I am trying to use scikit learn's Recursive feature elimination with cross-validation for a (5000, 37)
data that has binary class problem and whenever i fit the model the algorithm enters infinite loop.
Currently, i am following this example: https://scikit-learn.org/stable/auto_examples/feature_selection/plot_rfe_with_cross_validation.html on how to employ this algorithm.
My data is:
from sklearn.svm import SVC
from sklearn.model_selection import StratifiedKFold
from sklearn.feature_selection import RFECV
X = np.random.randint(0,363175645.191632,size=(5000, 37))
Y = np.random.choice([0, 1], size=(37,))
What i tried doing to select the features by:
svc = SVC(kernel="linear")
rfecv = RFECV(estimator=svc, step=1, cv=StratifiedKFold(2),
scoring='accuracy')
rfecv.fit(X, Y)
The code hangs and enters infinite loop, however when i try using another algorithm such as ExtraTreesClassifier it works just fine, what is going on, please help?
When you perform svm, because it is distance based, it makes sense to scale your feature variables, especially in your case when they are huge. you can also check out this intro to svm. Using an example dataset:
from sklearn.datasets import make_blobs
import seaborn as sns
import numpy as np
from sklearn.preprocessing import StandardScaler
Scaler = StandardScaler()
X, y = make_blobs(n_samples=5000, centers=3, shuffle=False,random_state=42)
X = np.concatenate((X,np.random.randint(0,363175645.191632,size=(5000,35))),axis=1)
y = (y==1).astype('int')
X_scaled = Scaler.fit_transform(X)
This dataset has only 2 useful variables in the first two columns, as you can see from the plot:
plt.scatter(x=X_scaled[:,0],y=X_scaled[:,1],c=['k' if i else 'b' for i in y])

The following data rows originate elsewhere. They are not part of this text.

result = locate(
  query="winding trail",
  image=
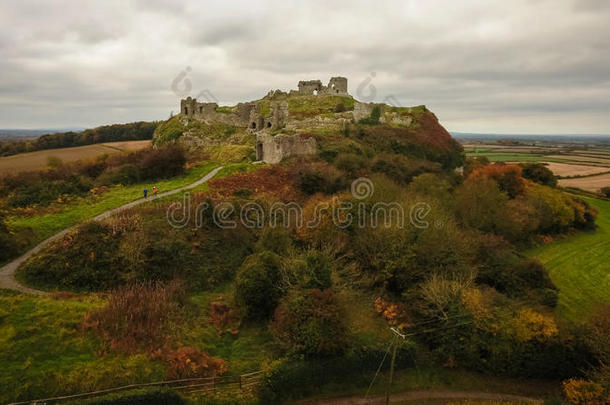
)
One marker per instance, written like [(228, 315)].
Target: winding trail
[(7, 272), (428, 395)]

Now we run rfe on scaled data and we can see it returns the first two columns as top variables:
from sklearn.svm import SVC
from sklearn.model_selection import StratifiedKFold
from sklearn.feature_selection import RFECV
svc = SVC(kernel="linear")
rfecv = RFECV(estimator=svc, step=1, cv=StratifiedKFold(2),scoring='accuracy')
rfecv.fit(X_scaled, y)
rfecv.ranking_
array([ 1, 2, 17, 28, 33, 22, 23, 26, 6, 19, 20, 4, 10, 25, 3, 27, 11,
8, 18, 5, 29, 14, 7, 21, 9, 13, 24, 30, 35, 31, 32, 34, 16, 36,
37, 12, 15])